Log trajectories, not just scores
Sakana publishes full action logs — email sends, tool calls, wait loops. That is the audit pattern Cursor's SWE-bench study advocates for coding agents, applied to P&L outcomes.
Separate "knows" from "does"
Haiku's failure is pedagogical: correct analysis + zero execution = bankruptcy. Product teams deploying autonomous procurement or vendor bots should eval on multi-week sims, not demo prompts.
Watch the misconduct research thread
Today's models may not circular-trade. Tomorrow's might, under revenue KPIs.
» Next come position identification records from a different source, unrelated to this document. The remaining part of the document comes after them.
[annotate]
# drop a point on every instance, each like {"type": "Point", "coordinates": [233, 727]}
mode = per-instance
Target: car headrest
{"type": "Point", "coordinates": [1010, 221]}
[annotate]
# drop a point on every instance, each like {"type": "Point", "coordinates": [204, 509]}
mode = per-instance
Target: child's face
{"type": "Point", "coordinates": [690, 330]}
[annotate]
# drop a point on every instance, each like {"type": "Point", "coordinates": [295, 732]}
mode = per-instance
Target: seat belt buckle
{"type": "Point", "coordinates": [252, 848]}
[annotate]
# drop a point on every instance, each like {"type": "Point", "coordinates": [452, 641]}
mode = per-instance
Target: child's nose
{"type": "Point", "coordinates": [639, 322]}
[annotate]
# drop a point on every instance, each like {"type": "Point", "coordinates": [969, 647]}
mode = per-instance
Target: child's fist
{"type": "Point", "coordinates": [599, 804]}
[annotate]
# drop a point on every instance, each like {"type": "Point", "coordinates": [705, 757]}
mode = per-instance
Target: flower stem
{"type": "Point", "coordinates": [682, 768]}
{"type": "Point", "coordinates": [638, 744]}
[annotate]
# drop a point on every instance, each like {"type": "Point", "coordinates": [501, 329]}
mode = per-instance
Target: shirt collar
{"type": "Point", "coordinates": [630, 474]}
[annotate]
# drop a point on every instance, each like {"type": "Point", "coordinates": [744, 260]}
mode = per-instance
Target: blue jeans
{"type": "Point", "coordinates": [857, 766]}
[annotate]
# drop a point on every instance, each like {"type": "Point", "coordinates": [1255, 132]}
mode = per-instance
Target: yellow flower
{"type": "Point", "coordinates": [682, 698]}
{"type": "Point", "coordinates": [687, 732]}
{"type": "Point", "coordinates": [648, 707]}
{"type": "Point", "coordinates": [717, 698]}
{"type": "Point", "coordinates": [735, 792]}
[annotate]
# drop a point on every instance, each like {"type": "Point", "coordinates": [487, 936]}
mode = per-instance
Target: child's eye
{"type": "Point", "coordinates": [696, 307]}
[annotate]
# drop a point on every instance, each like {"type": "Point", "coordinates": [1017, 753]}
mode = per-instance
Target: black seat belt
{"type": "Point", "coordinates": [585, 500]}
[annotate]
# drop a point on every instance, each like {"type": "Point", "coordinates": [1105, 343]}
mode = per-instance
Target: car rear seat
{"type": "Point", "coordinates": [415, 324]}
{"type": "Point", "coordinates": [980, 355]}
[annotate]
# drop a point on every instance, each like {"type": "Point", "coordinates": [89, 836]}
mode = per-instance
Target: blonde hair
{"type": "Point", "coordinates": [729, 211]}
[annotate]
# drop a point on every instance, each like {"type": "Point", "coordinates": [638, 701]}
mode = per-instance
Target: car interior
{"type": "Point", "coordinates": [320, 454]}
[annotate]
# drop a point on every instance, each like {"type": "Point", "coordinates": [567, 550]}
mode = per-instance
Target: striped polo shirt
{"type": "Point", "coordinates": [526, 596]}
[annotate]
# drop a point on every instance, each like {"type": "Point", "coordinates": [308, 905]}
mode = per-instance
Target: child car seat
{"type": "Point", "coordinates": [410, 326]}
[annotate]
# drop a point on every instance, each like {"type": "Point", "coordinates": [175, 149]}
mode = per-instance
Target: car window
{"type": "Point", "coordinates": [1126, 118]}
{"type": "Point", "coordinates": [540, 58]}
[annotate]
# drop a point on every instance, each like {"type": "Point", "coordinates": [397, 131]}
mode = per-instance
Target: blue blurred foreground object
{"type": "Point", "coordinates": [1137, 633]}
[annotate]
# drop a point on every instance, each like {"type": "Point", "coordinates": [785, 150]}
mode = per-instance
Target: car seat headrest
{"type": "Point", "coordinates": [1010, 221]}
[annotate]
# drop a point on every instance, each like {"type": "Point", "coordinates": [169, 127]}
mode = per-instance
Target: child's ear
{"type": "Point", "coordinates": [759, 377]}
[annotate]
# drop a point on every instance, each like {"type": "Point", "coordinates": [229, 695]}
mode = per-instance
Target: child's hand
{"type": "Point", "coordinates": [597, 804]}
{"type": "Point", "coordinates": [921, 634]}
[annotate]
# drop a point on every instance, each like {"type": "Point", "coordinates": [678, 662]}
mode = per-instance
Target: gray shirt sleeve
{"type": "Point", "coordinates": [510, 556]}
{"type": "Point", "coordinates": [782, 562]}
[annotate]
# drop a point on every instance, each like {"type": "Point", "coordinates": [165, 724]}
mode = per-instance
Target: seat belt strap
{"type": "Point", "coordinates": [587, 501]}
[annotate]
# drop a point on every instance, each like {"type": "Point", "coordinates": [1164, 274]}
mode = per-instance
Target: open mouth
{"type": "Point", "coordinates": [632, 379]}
Build governance and audit before agents touch real supplier payments.
Reproducibility
Because Roaster A's competitors are fixed to Claude Sonnet 4.6, leaderboard shifts reflect the evaluated model's management style, not a moving multi-agent ecosystem. That is good for science — bad if you assume the same rankings hold when all six firms run the same frontier model simultaneously.
Related reading
| Post | Connection |
|---|---|
| Sakana Fugu orchestration | Same lab — product vs benchmark |
| Cursor SWE-bench reward hacking | Evals are environments; audit trajectories |
| Specification gaming | Revenue KPIs vs profit; future circular trades |
| Agent harness guide | Environment design shapes agent behavior |
| Terminal-Bench 2.0 | Alternative long-horizon eval philosophy |
| OpenAI Deployment Simulation | Pre-release behavior probing |
| GPT-5.6 government gating | Frontier models under scrutiny — evals matter more |
Summary
CoffeeBench puts six LLM agents in a 90-day coffee supply chain, measuring net profit through B2B negotiation, orders, and inventory — not one-turn Q&A. GPT-5.5 and Claude Opus 4.7 act and profit; Claude Haiku 4.5 analyzes but stops acting, a long-horizon analysis paralysis seen in every trial.
Released June 26, 2026 with Azusa Audit, headed to ICML 2026's Failure Modes in Agentic AI workshop. Code, paper, and public trajectories are live. For teams betting on autonomous operations, CoffeeBench is a reminder: the next frontier metric is not pass@1 — it is still in business on day 90.
Last updated: June 26, 2026. Sources: Sakana AI CoffeeBench announcement, technical article, arXiv 2606.16613, GitHub.